尘土扬起,又缓缓落下,落在她乱蓬蓬的头发上,粘在她满是尘垢的脸上。

“喂!刘三娘!快起开罢!”村民们喊道。

那个疯婆子就是刘三娘,人们也叫她长贵嫂,至于她从前的名字,大抵是没人知道的。她十一岁那年被卖到钱庄坳刘家当童养媳。刘家那个儿子刘长贵,简直像泡在药罐子里长大的,成天病怏怏的。

在她之前,刘家还买过两个小姑娘当童养媳。头一个,到刘家当晚,就用根麻绳在房梁上吊死了;另一个,据说趁着夜色往后山跑,哪料运气坏到了极点,掉进狼窝里,被一群饿狼撕咬得没了人形。轮到她来了之后,钱庄坳的男女老少,就都喊她“三娘”了。

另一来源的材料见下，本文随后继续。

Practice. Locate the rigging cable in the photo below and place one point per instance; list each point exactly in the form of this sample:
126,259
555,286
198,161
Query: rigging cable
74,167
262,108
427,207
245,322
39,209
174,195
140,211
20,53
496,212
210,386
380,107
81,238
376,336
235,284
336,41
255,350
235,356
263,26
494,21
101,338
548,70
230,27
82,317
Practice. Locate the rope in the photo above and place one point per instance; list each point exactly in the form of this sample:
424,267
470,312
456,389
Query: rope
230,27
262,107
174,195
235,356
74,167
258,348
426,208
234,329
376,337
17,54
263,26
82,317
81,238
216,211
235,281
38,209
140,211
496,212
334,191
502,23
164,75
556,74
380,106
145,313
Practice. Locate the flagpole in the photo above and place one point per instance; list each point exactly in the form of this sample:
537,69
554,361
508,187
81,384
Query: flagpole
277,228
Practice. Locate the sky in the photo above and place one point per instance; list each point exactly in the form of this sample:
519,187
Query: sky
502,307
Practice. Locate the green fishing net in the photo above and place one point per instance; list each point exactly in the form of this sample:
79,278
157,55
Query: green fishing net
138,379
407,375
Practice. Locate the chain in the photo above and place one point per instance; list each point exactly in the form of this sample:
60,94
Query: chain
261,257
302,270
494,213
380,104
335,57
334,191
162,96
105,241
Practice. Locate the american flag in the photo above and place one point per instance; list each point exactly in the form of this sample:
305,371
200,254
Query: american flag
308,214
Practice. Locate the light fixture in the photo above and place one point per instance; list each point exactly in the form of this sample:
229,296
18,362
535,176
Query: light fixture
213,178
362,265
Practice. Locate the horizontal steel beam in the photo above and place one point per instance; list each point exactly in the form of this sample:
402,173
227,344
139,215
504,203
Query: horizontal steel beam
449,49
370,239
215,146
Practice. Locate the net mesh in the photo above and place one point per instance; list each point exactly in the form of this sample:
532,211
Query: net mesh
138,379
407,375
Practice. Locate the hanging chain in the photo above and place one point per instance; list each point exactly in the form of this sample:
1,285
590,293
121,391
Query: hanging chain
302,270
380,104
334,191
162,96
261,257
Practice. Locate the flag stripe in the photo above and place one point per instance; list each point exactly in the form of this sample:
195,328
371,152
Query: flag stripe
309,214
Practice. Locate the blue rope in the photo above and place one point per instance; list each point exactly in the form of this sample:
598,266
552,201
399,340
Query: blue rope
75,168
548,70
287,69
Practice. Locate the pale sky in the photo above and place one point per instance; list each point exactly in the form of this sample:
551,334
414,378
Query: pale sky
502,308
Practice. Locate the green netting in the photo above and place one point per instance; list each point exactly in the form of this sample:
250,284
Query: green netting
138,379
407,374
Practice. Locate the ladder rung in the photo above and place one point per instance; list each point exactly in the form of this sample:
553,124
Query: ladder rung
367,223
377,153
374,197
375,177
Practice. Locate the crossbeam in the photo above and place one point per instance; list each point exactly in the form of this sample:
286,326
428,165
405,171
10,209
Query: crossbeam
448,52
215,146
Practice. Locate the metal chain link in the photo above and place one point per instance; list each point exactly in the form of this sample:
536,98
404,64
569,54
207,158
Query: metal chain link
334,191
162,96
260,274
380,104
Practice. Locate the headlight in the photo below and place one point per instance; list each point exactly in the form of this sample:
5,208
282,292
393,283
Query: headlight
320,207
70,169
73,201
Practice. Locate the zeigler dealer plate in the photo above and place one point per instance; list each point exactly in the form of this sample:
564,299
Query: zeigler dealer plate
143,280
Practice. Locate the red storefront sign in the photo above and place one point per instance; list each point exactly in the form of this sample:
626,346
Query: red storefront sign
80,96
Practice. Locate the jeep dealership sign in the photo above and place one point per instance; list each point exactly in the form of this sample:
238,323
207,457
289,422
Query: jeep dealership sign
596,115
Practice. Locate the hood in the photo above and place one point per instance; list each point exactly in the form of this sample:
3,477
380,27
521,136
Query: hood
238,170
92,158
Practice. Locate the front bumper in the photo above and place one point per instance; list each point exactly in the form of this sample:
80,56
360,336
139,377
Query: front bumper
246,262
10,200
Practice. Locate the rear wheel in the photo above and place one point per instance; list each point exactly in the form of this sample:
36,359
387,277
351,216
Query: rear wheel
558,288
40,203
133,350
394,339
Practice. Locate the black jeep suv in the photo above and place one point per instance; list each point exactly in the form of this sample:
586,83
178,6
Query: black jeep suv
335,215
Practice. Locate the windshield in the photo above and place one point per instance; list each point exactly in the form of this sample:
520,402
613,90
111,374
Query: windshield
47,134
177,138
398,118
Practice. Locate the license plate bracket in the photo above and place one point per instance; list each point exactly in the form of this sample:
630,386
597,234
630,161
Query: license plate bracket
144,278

三娘是个倔性子,来到刘家不吃不喝。刘家当家的男人几年前就害肺病死了,剩了他老婆刘节妇和儿子两个人。怕她也跑,刘节妇当夜趁她不备,操起木棍狠砸三娘的右腿,一下就打折了。

从那之后,刘三娘只得在刘家苟延残喘。

和她一同被卖来的,还有邻家的小她两岁的杨顺妹。顺妹生得瘦小,却有双灵动的眼睛。家里穷得揭不开锅,她爹杨德旺用五斗小米的作价把顺妹卖到钱庄坳给虎子当童养媳。虎子家也穷,几间破土屋,歪歪斜斜,好似一阵风就能吹倒。她一进门,虎子娘就黑着脸,上下打量她,嘴里嘟囔着:“就这么个瘦巴巴的丫头,能顶啥用。”那晚开始,杨顺妹被安排睡在厨房的柴草堆上,潮湿的地气夹杂着柴草的霉味,熏得她直咳嗽。

虎子家与刘家,仅隔一条胡同。虎子和长贵,打小便有交情。一来二往,顺妹与三娘,也有了交集。在这陌生的世间,她们两个相互靠近,似是要在这薄凉里寻些暖意,如此罢了。

(二)

社戏的唱腔飘在山庄上空,刘三娘拖着残腿挪步,河水映着她的影子,忽长忽短。

菱角河的水,多少年了,还这般流着。

钱庄坳只有这菱角河,一条大河。女人们洗衣,都得从山前山后绕过来。这河,大抵是钱庄坳唯一的水源,承载着众人的生计。

 菱角河静静流淌着,河水看似清澈,却也藏着几分浑浊。岸边的石头,被岁月与河水打磨,棱角不再。它就这般横亘在村庄旁,像一位沉默的看客,目视着钱庄坳的女人们日夜忙碌。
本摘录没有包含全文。